Le gouvernement indien a annoncé jeudi 3 août imposer des restrictions sur les importations de produits informatiques, affichant sa volonté de développer la production d’ordinateurs ou de tablettes sur son sol. L’annonce vient en particulier pour s’affranchir de la Chine, qui fournit 75 % des équipements informatiques importés par l’Inde, alors que le pays dirigé par Narendra Modi tente de plus en plus de se poser en contrepoids face à son voisin et rival régional.
La semaine dernière, le gouvernement indien dégainé une loi qui a surpris tout le monde : la Direction générale du commerce extérieur a notifié que toute importation d’ordinateurs, de processeurs ou de tablettes serait désormais soumise à l’obtention préalable d’une licence. Jusqu’ici, les entreprises pouvaient se fournir à l’étranger librement, qu’il s’agisse des grandes marques de l’informatique ou des revendeurs.
L’idée est de favoriser la production en Inde. Depuis son élection en 2014, le Premier ministre Narendra Modi a fait du « made In India » son cheval de bataille. Mais cela peine encore à se concrétiser, notamment en ce qui concerne l’informatique : entre 2018 et 2022, la valeur des ordinateurs importés par l’Inde est passée de 2,4 milliards à 4,8 milliards d’euros par an. Elle a donc doublé en seulement quatre ans. Qui plus est, les trois quarts de ces importations viennent de Chine.
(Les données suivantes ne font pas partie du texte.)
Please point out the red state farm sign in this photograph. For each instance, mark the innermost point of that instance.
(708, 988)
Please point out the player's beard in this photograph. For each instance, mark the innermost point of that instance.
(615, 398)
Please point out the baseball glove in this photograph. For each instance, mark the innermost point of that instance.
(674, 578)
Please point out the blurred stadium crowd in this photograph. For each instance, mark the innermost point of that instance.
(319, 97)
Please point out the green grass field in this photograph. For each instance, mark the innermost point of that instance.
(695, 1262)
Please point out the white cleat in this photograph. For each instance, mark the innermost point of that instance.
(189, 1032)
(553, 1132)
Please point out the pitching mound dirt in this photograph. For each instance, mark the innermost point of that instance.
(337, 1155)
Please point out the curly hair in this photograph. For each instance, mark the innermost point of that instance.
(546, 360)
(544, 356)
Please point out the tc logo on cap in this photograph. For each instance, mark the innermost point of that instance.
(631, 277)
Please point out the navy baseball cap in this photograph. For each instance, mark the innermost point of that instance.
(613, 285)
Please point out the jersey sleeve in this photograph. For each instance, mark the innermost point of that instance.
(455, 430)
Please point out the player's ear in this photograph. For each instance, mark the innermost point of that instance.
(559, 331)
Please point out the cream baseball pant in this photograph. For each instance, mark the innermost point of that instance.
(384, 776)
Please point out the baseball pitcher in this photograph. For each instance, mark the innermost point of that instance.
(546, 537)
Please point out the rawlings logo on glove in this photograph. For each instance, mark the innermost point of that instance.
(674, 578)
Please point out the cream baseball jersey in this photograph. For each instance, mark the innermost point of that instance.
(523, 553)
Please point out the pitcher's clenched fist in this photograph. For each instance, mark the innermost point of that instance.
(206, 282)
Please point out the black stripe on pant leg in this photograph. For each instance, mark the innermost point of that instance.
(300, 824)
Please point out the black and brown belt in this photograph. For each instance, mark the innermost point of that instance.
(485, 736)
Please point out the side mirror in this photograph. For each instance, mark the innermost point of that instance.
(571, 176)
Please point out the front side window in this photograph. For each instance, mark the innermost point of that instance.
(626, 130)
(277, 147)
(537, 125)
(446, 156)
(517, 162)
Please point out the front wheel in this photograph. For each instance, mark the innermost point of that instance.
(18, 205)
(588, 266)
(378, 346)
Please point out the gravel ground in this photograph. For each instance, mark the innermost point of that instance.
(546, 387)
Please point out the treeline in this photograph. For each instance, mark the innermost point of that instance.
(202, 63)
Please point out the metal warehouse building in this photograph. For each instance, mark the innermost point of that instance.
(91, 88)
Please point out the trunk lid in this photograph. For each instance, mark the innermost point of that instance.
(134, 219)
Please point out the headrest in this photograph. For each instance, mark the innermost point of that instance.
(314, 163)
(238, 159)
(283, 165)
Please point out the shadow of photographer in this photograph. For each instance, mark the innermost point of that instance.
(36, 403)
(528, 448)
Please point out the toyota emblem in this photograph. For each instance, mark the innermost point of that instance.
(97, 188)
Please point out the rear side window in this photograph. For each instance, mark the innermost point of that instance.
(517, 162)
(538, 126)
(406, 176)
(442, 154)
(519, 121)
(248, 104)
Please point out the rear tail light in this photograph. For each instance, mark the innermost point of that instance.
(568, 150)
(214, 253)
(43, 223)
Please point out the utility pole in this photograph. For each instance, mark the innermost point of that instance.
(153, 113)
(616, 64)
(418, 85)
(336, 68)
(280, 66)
Contrer le grand rival chinois
Cette décision s’inscrit contre le grand rival régional. L’autonomie face à la Chine est un thème qui parle aux Indiens depuis les affrontements le long de la frontière entre les deux géants asiatiques dans l’Himalaya, notamment en 2020. Le pouvoir central a ainsi déjà décidé de bannir de nombreuses applications chinoises, y compris le populaire réseaux social TikTok, ou encore de geler les avoirs bancaires en Inde du géant chinois du smartphone Xiaomi.
Mais il n’est pas non plus dans l’intérêt du gouvernement de pénaliser le consommateur indien, friand de technologie, notamment à l’approche des élections générales de mai 2024. Si bien que, seulement 24 heures après l’annonce, le gouvernement a voulu rassurer et a précisé que les licences d’importation en matériel informatique ne seraient exigées qu’à partir de novembre.
L’objectif, au-delà de la compétition avec la Chine, est bien sûr de développer le secteur industriel Indien. Pour certains internautes, c’est d’ailleurs une réaction au lancement polémique d’un ordinateur portable par le géant des télécommunications indien Jio : avec un prix de moins de 200 euros, il est toutefois fabriqué en Chine.
Protéger le secteur industriel indien, qui est loin du compte
Le gouvernement compte s’appuyer sur un programme d’incitation à la fabrication informatique en Inde, doté de près de deux milliards d’euros. En 2020, cette stratégie s’est révélée payante pour assembler les télévisions ou les smartphones en Inde. Selon le gouvernement, 44 fabricants d’ordinateurs ont déjà choisi de s’enregistrer dans le pays. Certains industriels indiens voient déjà l’Inde en « plaque tournante mondiale de la production électronique ».
Il faut garder à l’esprit que l’on en est très loin. Selon le cabinet d’analyse technologique Canalys, l’Inde a assemblé 15 millions d’ordinateurs en 2022, contre 50 millions pour la Chine. Les composants sont par ailleurs encore largement importés en Inde. Un retard compétitif existe donc, mais l’Inde pourrait bénéficier du climat mondial de méfiance envers Pékin. La récente décision de la marque américaine Apple d’ouvrir une usine de smartphone en Inde et les annonces d’investissements de l’équipementier taiwanais Foxconn – leader des semi-conducteurs – n’y sont pas étrangères.